Again, that's new with v3.0.0, which I am hoping to release to CRAN next week.

But, you can already, before v3.0..0, without that new function, achieve what i think you want to achieve, which is using old packages for old code and new packages for new code, by just using the groundhog day you wish in each script. Loading different versions is very fast because any package version is only installed once, and then it is just copy-pasted inside the hard drive, often in 1 or 2 seconds. So loading version A or version B of a pkg takes about the same amount of time, regardless of which you used most recently, after you have previously installed both versions. Switching among installed versions is something you will not even notice probably.

So say you always work with the date of the 1st of the month of when you start a script, you will seamlessly switch between package versions across scripts, never really caring which version happens to be in your personal library. The personal library becomes effectively a cache for groundhog.

I tend to think this older solution is better than switching between library() for current projects, and groundhog.library() for archived projects, for it makes everything traceable, with library it is a mystery just what it is that you are loading. You could have code that runs, and then no longer runs when you try to archive it, and you may not easily know which package changed when, and which version you were using, when it did vs did not work. But i created the restore.library() for people who do not share this perspective and wish to use both groundhog.library and library across scripts

urisohn commented 1 year ago

One more thing, and I will close this issue.

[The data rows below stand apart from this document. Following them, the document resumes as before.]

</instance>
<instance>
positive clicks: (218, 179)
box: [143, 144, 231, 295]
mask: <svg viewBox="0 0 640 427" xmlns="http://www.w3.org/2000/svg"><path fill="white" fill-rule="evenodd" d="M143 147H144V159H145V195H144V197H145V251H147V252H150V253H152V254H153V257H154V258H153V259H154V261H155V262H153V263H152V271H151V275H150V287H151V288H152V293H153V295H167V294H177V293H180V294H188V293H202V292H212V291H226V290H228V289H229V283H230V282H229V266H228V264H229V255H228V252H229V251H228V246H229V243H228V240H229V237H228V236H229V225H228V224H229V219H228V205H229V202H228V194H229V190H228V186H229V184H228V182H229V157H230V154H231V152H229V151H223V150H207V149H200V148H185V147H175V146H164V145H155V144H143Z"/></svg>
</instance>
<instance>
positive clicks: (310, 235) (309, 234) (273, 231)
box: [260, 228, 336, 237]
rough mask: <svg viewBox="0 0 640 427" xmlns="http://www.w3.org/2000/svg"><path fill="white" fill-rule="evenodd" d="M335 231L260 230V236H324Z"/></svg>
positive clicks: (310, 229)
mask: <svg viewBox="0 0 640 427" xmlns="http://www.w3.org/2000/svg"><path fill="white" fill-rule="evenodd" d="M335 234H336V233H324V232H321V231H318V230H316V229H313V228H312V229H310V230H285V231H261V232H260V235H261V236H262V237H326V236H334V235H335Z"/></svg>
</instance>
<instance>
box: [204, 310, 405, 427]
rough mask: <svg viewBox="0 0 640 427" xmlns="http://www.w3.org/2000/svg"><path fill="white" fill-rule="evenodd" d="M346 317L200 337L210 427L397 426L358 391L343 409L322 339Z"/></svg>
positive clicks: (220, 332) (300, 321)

I was rethinking this decision today, as there is a way around it: One could only copy to the personal folder (the 'standard location') the subset of pkgs creating conflicts, if any, and in all other cases simply modify .libPaths() so that R gets packages from groundhog's path instead of the local library path.

As I was exploring implementation I remembered the reason that after exploring this months ago I decided against it.

There are processes that may run outside the current R session, e.g., scripts that run other scripts in background instances or more common perhaps parallel loops (e.g., foreach). If one modifies the .libPaths(), these processes would obtain the packages from the default non-groundhog location unless the author of the script customized it to force it to get them from elsewhere, and it is not easy perhaps possible to modify groundhog to do this automatically for all scenarios instead. Making stable modifications to .libPaths() beyond a given R session opens a can of worms

So, if one did not copy to the default library folder all packages that groundhog needs for a particular pkg/date request, then scripts that rely on those background processes may not work at all, or not work as intended, or at the very least, lose version control.

So, in short, the architectural decision that keeps a copy of all groundhog installed/loaded pkgs in the personal default folder is here to stay. It makes for a more robust and reliable approach to version control with minimal costs to users thanks to the restore.library() function.